The speed with which university administrations have abandoned DEI policies and practices must be seen in this light as well. The administrative commitment to very limited sets of DEI policies was always paper thin, or about as deep as their commitment to academic freedom. It’s more a marketing ploy and opportunity for virtue signaling than any sort of real political commitment. The fact that many universities scrubbed websites and academic units, in some cases overnight, of almost any mention of DEI when the political winds shifted is hardly surprising.

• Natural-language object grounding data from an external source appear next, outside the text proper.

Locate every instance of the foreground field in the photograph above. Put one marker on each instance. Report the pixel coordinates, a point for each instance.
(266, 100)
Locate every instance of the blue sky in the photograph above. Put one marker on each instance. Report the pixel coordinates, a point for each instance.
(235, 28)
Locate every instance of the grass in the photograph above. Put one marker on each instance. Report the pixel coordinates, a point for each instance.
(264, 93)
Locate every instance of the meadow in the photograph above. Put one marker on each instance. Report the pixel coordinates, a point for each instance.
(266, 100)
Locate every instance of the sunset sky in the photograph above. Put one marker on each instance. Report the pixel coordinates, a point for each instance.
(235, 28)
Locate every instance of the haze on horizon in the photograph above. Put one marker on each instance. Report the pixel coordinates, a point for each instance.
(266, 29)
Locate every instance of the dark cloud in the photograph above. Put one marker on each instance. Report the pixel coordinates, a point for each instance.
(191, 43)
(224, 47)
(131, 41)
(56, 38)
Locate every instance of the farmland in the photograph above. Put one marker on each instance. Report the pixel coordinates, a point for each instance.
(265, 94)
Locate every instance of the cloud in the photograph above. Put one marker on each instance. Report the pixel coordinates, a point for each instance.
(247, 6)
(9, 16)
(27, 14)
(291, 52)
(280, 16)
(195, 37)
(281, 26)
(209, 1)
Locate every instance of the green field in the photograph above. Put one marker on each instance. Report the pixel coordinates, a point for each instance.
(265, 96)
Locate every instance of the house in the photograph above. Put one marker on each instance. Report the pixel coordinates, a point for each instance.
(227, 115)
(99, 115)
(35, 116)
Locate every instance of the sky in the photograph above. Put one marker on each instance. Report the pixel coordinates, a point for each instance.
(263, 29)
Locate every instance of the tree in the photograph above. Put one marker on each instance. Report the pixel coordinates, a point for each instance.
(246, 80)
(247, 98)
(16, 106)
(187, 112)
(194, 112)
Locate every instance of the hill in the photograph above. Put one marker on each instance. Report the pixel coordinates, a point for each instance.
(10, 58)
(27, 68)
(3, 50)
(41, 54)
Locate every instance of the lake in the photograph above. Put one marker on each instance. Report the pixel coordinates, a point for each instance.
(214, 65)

This is not to say that most campus leaders like or fully embrace Trump’s gestapo-like tactics (though some seem to be getting quite comfortable with it). But it is also the case—especially after the 2024 campus protests around Palestine—that most were on board with some sort of “course correction,” not unlike the position one finds on the opinion pages of the New York Times, which essentially argues that student protests went too far, faculty are too liberal, universities need to rein it in, and Trump has a point (for a good example of this “commonsense” drivel, see Greg Weiner’s piece).
To be sure, we should not downplay the distinction between Trump’s authoritarianism, which tends to see those on college campuses as dangerous radicals who need to be removed, from the liberal “course correction” that pushes reforms to “take politics out” of higher education. And yet, as soon as one starts to accept Trump’s fascist tactics for getting there, which increasingly embraces a grab-them-off-the-streets approach reminiscent of Central America paramilitaries in the 1980s, the distinction probably feels a bit like splitting hairs to those on the wrong end of it. Complicity, not capitulation.
The silver lining, if there is one, is that although highly paid administrators officially speak for universities, and have considerable power over university policies, they are not “universities” any more than are the boards of trustees that control them. Katrina Armstrong, or whoever replaces her, is not Columbia University. The students, faculty, and staff who make up the institution, as well as the communities they serve, are “the university.”
Put another way, to suggest that there is no reason to expect university administrators to be natural defenders of free speech and political dissent, and that history tells us that many of them will in fact be complicit with Trump’s brand of fascism, is not to say that we should not try to hold them accountable or that the fight is over and universities have been politically neutered. It is to say that we—“the university”—have to continue the fight that so many of us are already engaged in. Trump is coming for us because so much of the best that university faculty, staff, and students represent—science, education, reason, knowledge, and informed political engagement—poses a real threat to his project. Campus leaders may opt for complicity. Let’s make sure we are neither complicit nor capitulate.